最後に、中小企業のAI活用についてお話し頂きました。地方の中小企業には、そもそもAIに関する情報が届いておらず、地方には専門家もいません。AI利用の格差を埋めるために、どこでもAIを利用できるインフラを国策として整備し、専門家が支援をすれば、やりたいことにAIを利用できるようになります。解決すべき課題は現場にあるので、現場を知る者でないとAIは導入できません。まずは、現場の若手社員を1人でもよいので、1年間仕事から解放してAIを使いこなす能力を身に着けさせ、この社員を核として社内のAI活用を進めることを提案頂きました。

第2部 パネルディスカッション「AIがもたらす2030年の中小企業の姿」

主に中小企業診断士からなる参加者から事前に回答頂いた、支援先等の中小企業の業務について2030年の状況を想定してアンケートの結果を基に、主催者団体のメンバーがモデレータとパネラーを務めました。アンケートは、①AIに代替される業務、②代替されない業務、③AI導入がもたらすポジティブな効果、④ネガティブな効果、などについての質問で、パネラーからの意見に対して栗原先生からコメントを頂きました。

AIに代替される業務(湘南診断士ネット会員 吉江氏)

吉江氏より、アンケートの結果から「データ処理・分析業務」を取り上げ、勤務先でデータ処理・分析を行っているが、AIが普及すると自身の優位性がなくなることを危惧しているとの発言がありました。

これに対して栗原先生より、AIはデータ処理・分析に強いが、どのデータが必要かは、人間に自明でもAIには自明ではない。何が必要か、問題の本質はどこにあるかは人間が考え、後の処理はAIにやらせればよい。AIは人間の写し鏡で、人間に知識があればあるほど使いこなせる。人間とAIは棲み分けられる、とのコメント頂きました。

AIに代替されない業務(湘南診断士ネット 山本会長)

山本氏より「高度な人間関係を必要とする業務」について、人事担当として採用の際にAIを利用した適性検査や人材マッチングのサービスを多用しているが、最後は人間が面接して決めているのでAIには代替できないと思うが、今後技術が進めばAIでの代替が可能なのか、との発言がありました。

これに対して栗原先生より、人間は必ずしも合理的に考えないが、コンピュータは合理的なので人間の考えと合わない。道具としては正確性が求められるが、人間関係の信頼は正確性だけではなく、自分の心をいかにくみ取ってくれるかが求められる。いずれはAIできるようになるかもしれないが、非合理的な感情をAIが扱うのは一番最後になると思う、とのコメント頂きました。

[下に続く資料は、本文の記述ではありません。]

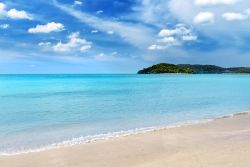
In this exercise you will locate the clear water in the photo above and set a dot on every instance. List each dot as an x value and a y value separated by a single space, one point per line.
39 110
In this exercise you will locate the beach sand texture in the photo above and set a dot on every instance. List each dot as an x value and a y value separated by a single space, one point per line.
221 143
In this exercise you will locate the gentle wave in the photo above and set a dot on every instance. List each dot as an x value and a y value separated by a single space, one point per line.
107 136
113 135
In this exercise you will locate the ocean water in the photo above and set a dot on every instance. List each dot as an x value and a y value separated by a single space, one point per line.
41 111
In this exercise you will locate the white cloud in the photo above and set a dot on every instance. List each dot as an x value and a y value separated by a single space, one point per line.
75 43
189 38
110 32
234 16
179 30
77 3
2 8
47 44
215 2
134 33
50 27
204 18
173 37
94 31
156 47
18 14
99 12
4 26
14 13
167 40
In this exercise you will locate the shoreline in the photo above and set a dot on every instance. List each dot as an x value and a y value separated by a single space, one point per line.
120 134
222 142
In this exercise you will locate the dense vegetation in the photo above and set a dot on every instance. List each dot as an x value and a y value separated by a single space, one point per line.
165 68
191 69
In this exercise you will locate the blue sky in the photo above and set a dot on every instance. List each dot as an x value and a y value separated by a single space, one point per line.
121 36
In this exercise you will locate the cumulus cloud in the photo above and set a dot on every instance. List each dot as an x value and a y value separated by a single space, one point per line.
189 38
14 13
2 9
75 43
234 16
94 31
77 3
18 14
135 33
179 30
215 2
204 18
167 40
47 28
156 47
4 26
173 37
99 12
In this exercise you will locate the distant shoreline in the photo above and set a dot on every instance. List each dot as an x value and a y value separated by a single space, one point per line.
164 68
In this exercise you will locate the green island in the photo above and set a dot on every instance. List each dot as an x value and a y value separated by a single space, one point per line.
163 68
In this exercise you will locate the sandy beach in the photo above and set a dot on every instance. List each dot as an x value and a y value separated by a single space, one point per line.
223 142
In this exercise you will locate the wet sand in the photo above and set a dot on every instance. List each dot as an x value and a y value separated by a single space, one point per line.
223 143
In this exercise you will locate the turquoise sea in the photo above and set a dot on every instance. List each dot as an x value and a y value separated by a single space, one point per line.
45 111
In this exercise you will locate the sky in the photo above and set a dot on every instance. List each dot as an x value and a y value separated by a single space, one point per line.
121 36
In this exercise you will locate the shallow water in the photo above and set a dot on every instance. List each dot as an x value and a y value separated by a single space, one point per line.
39 110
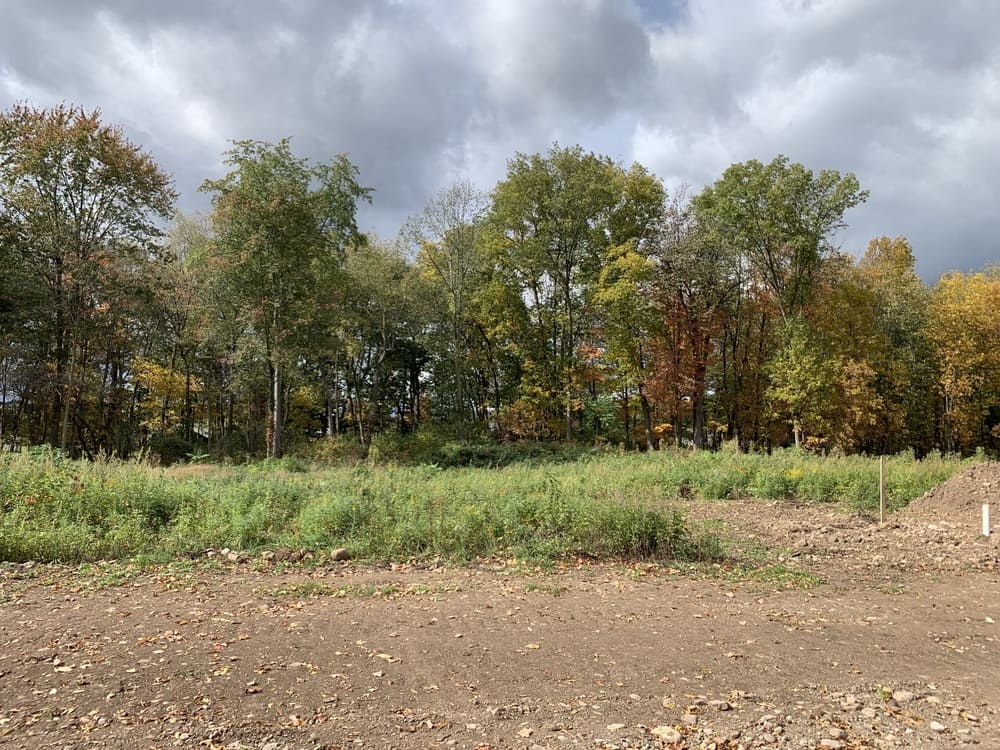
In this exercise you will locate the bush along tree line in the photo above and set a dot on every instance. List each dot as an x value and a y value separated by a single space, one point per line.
576 302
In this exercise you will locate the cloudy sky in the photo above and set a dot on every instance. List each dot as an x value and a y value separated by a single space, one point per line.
420 93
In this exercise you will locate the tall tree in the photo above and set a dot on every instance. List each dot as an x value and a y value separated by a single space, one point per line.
697 277
281 225
964 328
781 217
552 221
447 235
80 207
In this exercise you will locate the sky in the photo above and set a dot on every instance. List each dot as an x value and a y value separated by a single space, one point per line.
422 93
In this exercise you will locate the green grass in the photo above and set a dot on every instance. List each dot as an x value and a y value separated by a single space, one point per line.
600 507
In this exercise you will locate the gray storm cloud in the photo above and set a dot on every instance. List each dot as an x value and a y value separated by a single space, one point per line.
419 94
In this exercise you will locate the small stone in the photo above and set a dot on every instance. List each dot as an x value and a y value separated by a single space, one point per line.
667 734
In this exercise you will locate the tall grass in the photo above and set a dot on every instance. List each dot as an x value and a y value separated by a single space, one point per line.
602 507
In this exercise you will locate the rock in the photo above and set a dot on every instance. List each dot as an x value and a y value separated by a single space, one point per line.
667 734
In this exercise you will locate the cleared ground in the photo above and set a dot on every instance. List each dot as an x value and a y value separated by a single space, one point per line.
838 632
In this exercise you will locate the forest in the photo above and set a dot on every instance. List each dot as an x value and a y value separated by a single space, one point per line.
575 302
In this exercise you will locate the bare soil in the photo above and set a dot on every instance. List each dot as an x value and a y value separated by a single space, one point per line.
837 632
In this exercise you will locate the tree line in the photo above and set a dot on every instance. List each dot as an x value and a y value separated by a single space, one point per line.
577 301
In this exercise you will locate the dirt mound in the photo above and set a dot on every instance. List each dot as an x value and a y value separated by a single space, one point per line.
960 499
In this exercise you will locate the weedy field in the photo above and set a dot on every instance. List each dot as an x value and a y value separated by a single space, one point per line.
600 506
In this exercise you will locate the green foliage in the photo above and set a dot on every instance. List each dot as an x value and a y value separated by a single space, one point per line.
608 507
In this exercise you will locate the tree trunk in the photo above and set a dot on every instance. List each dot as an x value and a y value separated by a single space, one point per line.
276 447
647 420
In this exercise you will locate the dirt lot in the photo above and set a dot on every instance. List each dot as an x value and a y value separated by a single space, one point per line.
847 635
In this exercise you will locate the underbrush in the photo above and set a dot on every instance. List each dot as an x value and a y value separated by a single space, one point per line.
612 506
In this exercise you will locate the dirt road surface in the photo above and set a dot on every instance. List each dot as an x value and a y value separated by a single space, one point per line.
838 632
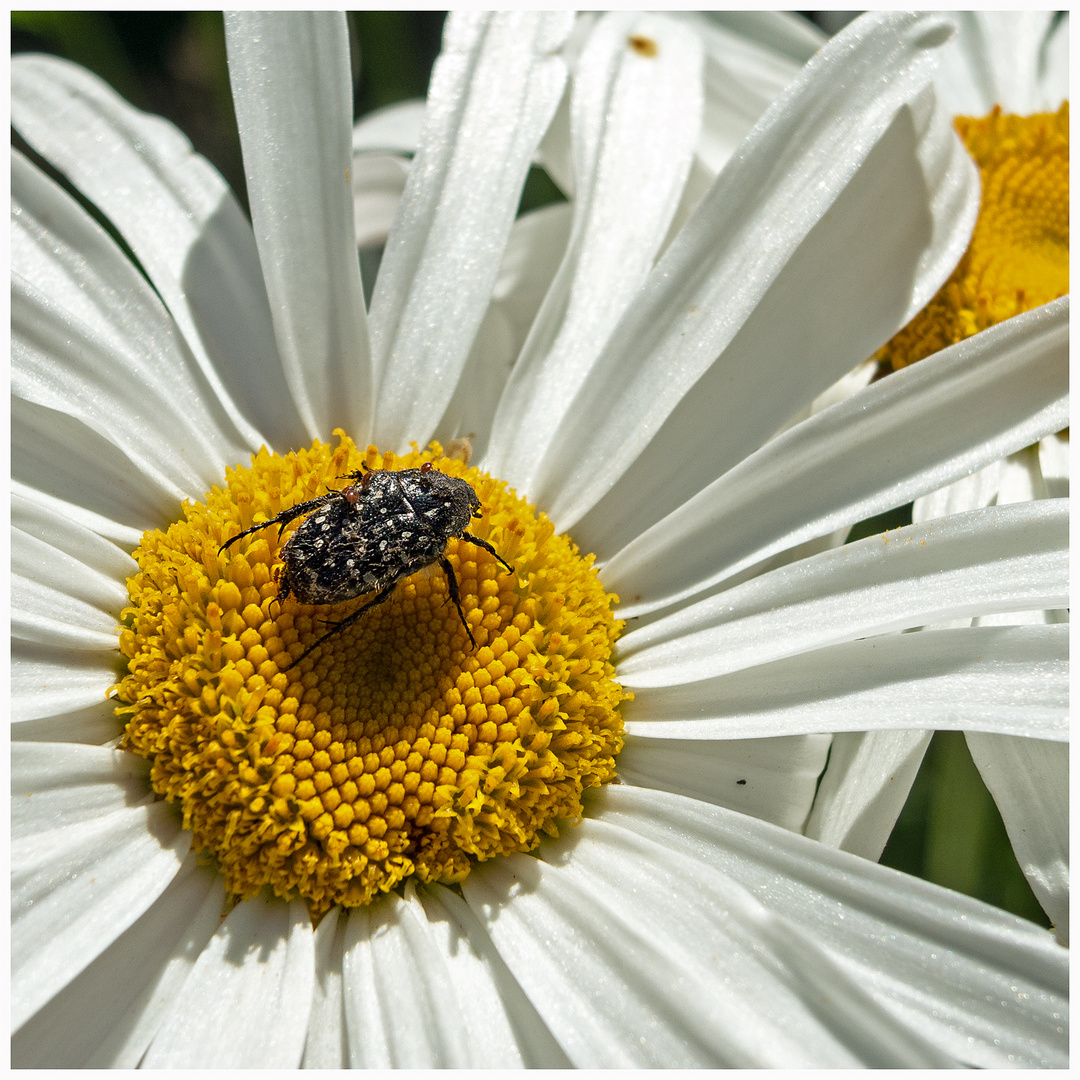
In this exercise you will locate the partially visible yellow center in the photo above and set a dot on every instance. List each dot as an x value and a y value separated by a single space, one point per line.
394 748
1018 255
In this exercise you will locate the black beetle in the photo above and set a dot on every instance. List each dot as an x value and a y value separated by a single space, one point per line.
368 536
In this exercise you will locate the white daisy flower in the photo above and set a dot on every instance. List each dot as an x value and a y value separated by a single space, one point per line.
388 872
1017 261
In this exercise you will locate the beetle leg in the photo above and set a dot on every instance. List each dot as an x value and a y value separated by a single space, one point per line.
451 584
343 624
283 518
486 547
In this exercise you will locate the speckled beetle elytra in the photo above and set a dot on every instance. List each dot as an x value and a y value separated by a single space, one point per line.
369 536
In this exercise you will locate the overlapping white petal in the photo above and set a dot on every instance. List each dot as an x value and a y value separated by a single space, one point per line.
1029 781
733 287
292 88
864 788
1004 679
178 217
247 996
493 93
954 413
90 853
113 1008
773 779
1003 58
987 988
608 942
424 988
1002 558
634 120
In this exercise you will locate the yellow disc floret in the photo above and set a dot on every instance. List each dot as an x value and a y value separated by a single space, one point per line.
1018 255
395 747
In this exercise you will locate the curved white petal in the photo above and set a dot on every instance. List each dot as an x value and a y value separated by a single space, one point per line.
424 988
59 696
786 32
49 450
1004 679
156 414
378 180
536 245
292 88
667 932
50 617
1029 781
635 115
71 538
327 1044
181 221
977 984
786 275
921 428
493 92
35 559
864 788
1054 78
110 1011
86 860
247 996
995 58
743 77
771 779
1038 471
395 127
1002 558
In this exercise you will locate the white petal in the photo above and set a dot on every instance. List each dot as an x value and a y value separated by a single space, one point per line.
1006 679
494 90
1054 466
248 995
156 413
38 561
914 432
742 79
292 88
787 308
634 120
424 988
981 985
395 127
378 180
49 683
771 779
1002 558
536 245
110 1011
1029 781
786 32
995 59
865 786
327 1047
1054 81
71 539
180 220
51 617
86 862
49 450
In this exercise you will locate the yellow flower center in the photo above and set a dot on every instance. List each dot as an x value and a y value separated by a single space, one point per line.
395 747
1018 255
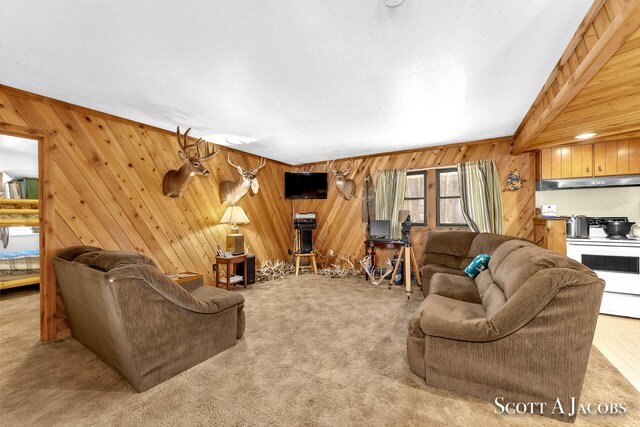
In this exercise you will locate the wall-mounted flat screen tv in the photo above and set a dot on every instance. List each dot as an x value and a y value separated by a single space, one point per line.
305 185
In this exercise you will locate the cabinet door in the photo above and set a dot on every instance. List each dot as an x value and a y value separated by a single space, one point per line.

AI導入がもたらすポジティブな効果(AIビジネス研究会 小泉代表)

小泉氏より、「意思決定の効率化」について、どこまでを自動化してどこから人間が行うといった線引きが難しく入り混じる。意思決定するのは管理職で、管理職がデータを読み解けないとAIを上手く使えないと思う、との発言がありました。

これに対して栗原先生より、これからの意思決定は、AIが出してくる案の中から人間が選ぶことになる。AIに提案の理由を説明させて、それを選ぶ能力が重要になる。最後は人が選んだということが重要で、AIがどんなに優秀でも人間ではない、とのコメントを頂きました。

AI導入がもたらすネガティブな効果(AIビジネス研究会会員 堀野氏)

堀野氏より、「職業技能の喪失」について、新入社員に教育の一環として議事録を作成させることで、会議に集中し、専門用語を覚え、要約する力などが鍛えられた。最近はAIの議事録作成ツールがあって楽だが、教育の機会が失われると思う、との発言がありました。

これに対して栗原先生より、要約する能力を養成する手段は議事録作成だけではない。人間が何に頭を使うのか、根本的な変化が起きる過渡期に入ったと思う。AIによって今ある技能は失われるのは確実だが、新たに獲得できる能力・職業がある。ソロバンが電卓に置き換わった時や馬車が自動車に置き換わった時と同じで、今あるものが無くなることは想像できるが、これから出てくるものは想像できないので、どうしても不安が先行する、とのコメントがありました。

2030年にAI導入による効果が大きいのは、中小企業か大企業か(湘南診断士ネット会員 井上氏)

井上氏より、アンケートの結果は、大企業との回答が50%、中小企業が25%、どちらも同様が25%。自分は大企業よりもむしろ中小企業の方が効果が大きいと考えたが、大企業だと社内でAI導入を指示しても意思決定に時間がかかる。ワンマン経営の中小企業の方が一気に導入が進んで効果が高いと思う、との発言がありました。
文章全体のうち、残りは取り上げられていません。